Vikas Bahl’s Queen shows Kangna Ranaut discover herself on a journey to Paris and Amsterdam
hitlist speaks to the industry experts to know which film is a favourite to make the cut...
Filmmaker Pradeep Sarkar says that his film qualifies only because it deals with a universally relatable subject. “It is also about how Indians are handling the issue of human trafficking. My film’s protagonist is a cop and for her, it is both — a personal and emotional problem. That’s why she goes after those involved in the trade. Mardaani is not just a film for me.”
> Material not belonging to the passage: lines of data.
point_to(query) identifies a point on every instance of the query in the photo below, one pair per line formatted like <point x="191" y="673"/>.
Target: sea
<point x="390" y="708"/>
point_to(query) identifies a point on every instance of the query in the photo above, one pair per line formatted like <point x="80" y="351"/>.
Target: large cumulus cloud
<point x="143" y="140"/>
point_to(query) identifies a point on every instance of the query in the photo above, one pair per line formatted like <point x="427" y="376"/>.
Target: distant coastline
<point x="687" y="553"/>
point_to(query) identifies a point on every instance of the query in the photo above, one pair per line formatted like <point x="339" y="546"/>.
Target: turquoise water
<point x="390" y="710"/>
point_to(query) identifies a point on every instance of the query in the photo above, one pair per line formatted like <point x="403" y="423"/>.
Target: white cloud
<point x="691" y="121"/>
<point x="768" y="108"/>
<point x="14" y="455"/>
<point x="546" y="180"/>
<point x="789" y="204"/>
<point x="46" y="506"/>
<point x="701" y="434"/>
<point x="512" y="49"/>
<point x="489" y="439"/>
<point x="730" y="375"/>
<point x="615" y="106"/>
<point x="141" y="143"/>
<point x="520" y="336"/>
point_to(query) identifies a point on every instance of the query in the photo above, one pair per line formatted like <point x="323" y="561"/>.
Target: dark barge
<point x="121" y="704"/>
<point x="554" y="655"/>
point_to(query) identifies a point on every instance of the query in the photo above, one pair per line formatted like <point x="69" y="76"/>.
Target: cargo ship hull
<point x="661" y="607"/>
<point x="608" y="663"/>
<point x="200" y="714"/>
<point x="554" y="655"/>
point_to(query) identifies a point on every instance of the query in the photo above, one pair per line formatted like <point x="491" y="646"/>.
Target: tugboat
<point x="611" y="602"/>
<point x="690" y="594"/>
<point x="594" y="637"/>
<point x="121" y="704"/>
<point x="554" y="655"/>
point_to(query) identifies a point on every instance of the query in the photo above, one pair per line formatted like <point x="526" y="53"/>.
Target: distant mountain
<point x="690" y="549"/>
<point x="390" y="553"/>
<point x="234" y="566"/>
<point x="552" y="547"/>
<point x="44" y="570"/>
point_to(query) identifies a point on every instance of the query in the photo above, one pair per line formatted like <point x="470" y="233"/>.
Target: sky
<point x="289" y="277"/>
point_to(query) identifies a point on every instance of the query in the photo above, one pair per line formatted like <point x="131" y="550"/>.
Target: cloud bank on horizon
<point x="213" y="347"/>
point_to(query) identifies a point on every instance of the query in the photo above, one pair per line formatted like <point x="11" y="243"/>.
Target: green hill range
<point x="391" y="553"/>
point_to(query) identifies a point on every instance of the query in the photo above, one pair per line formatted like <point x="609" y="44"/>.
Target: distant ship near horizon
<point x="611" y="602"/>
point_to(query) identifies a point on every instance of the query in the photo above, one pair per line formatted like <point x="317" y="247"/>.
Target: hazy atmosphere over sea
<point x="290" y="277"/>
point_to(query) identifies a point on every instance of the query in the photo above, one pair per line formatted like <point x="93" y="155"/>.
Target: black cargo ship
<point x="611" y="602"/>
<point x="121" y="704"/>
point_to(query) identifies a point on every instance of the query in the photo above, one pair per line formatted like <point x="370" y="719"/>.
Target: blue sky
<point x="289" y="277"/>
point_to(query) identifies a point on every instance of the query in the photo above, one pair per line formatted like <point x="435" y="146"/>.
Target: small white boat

Jaatishwar is a Bangla musical drama directed by Srijit Mukherji
In the last year, many Marathi films have shot into the limelight; it’s no wonder then, seven films now have a shot at world fame. Trade analyst Amod Mehra wants to put his money on Marathi film, Yellow. “My choice will be Yellow that was produced by Ritiesh Deshmukh. It is a story of a differently-abled child and her passion for swimming. Besides, it a very well made film; it’s just unfortunate that it was not promoted well. This film is much better than Mary Kom.”
Abhishek Verman's 2 States is a romantic comedy starring Alia Bhatt and Arjun Kapoor
On the other hand, film writer and critic Dilip Thakur wants to see Abhijit Panse’s Rege make it to the Oscars. The film is about a guy who gets sucked into the labyrinth that is the underworld. “The best part of the film is how the story has been told. It unfolds through various flashbacks which is a rarity in Marathi cinema,” says Thakur.
Rani Mukerji in Mardaani
For filmmaker Mukesh Bhatt, it’s Hansal Mehta’s Shahid that deserves the top spot. It may be pointed out that Bhatt produced the Hansal Mehta-directed film, Citylights, which is out of the running since it is a remake. “Shahid is a sensitive story with a social message; it helps that it draws from a true story,” he says of the film that is based on the life of lawyer, Shahid Hashmi.
Youngistan is a love story set against the backdrop of Indian politics
For Kalki Koechlin, the list does not matter. She says that she has her own wishlist in place. “I’d vote for Marathi film, Fandry; Rajat Kapoor’s Aakhon Dekhi and the Venice Festival award winner, Court, that has been directed by Chaitanya Tamhane. These films would feature on my list of entries to the Oscars.”
Meanwhile, Kalam Sanjay Chauhan, writer of Paan Singh Tomar and I am, feels that three films ought to be shortlisted. He says, “Hansal Mehta’s Shahid is a strong contender since it has a strong story and it boasts of a profile best suited for the Oscars. Another favourite is Jaatishwar, which is an epic saga, and of course, there’s Fandry which deals with the caste system.”